Non-side-to-side tilings of the sphere by congruent triangles with any irrational angle
Wen Chen, Jinjin Liang, Erxiao Wang
TL;DR
The paper resolves the classification of non-side-to-side tilings of the sphere by congruent triangles when at least one angle is irrational. Employing tools such as the Irrational Angle Lemma, adjacent angle deduction, extended edges, and AVC matching, the authors perform a case-based analysis by vertex-degree, revealing three families of tilings: (i) one-parameter families with two-layer earth-map tilings and rotational variants for even counts, (ii) a one-parameter family yielding a unique tiling with 8 tiles, and (iii) a sporadic triangle with a unique tiling of 16 tiles. The results hinge on precise vertex-configuration constraints and careful geometric deductions, culminating in a complete irrational-angle classification and a framework for the rational-angle case to be addressed in a follow-up work. The work advances spherical tiling theory by clarifying non-edge-to-edge structures and providing explicit tiling data and angle-length relations for the identified families.
Abstract
We develop the basic and new tools for classifying non-side-to-side tilings of the sphere by congruent triangles.
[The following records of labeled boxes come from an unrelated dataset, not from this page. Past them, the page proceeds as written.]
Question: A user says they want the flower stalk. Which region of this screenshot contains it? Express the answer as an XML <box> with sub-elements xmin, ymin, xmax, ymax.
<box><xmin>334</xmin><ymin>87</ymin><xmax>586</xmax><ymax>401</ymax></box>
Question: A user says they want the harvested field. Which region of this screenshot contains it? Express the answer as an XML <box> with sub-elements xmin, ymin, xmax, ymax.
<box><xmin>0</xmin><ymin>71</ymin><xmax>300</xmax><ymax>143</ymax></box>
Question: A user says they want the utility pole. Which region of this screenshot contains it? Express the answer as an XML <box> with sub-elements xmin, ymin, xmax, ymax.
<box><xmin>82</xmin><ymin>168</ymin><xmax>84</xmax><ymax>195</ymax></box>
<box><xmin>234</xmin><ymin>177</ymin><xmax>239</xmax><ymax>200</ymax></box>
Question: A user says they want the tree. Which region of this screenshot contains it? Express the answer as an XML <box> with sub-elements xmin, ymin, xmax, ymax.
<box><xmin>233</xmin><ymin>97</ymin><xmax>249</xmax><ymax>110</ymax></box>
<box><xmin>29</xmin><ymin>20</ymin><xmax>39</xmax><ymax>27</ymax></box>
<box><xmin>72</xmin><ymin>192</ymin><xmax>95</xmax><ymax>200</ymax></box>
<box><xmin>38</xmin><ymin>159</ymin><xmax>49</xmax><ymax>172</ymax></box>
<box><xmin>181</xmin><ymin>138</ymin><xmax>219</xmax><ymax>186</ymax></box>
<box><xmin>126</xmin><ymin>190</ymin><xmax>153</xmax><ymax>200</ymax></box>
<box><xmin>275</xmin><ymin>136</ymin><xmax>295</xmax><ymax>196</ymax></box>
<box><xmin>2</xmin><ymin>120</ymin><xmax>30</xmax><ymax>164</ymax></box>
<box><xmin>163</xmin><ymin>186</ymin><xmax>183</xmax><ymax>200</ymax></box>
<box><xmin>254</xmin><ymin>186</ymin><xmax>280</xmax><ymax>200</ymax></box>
Then we prove that, if the triangle has any irrational angle in degree, such tilings are: a sequence of 1-parameter families of triangles each admitting many 2-layer earth map tilings with $2n$($n\geq3$) tiles, together with rotational modifications for even $n$; a 1-parameter family of triangles each admitting a unique tiling with $8$ tiles; and a sporadic triangle admitting a unique tiling with $16$ tiles. Then a scheme is outlined to classify the case with all angles being rational in degree, justified by some known and new examples.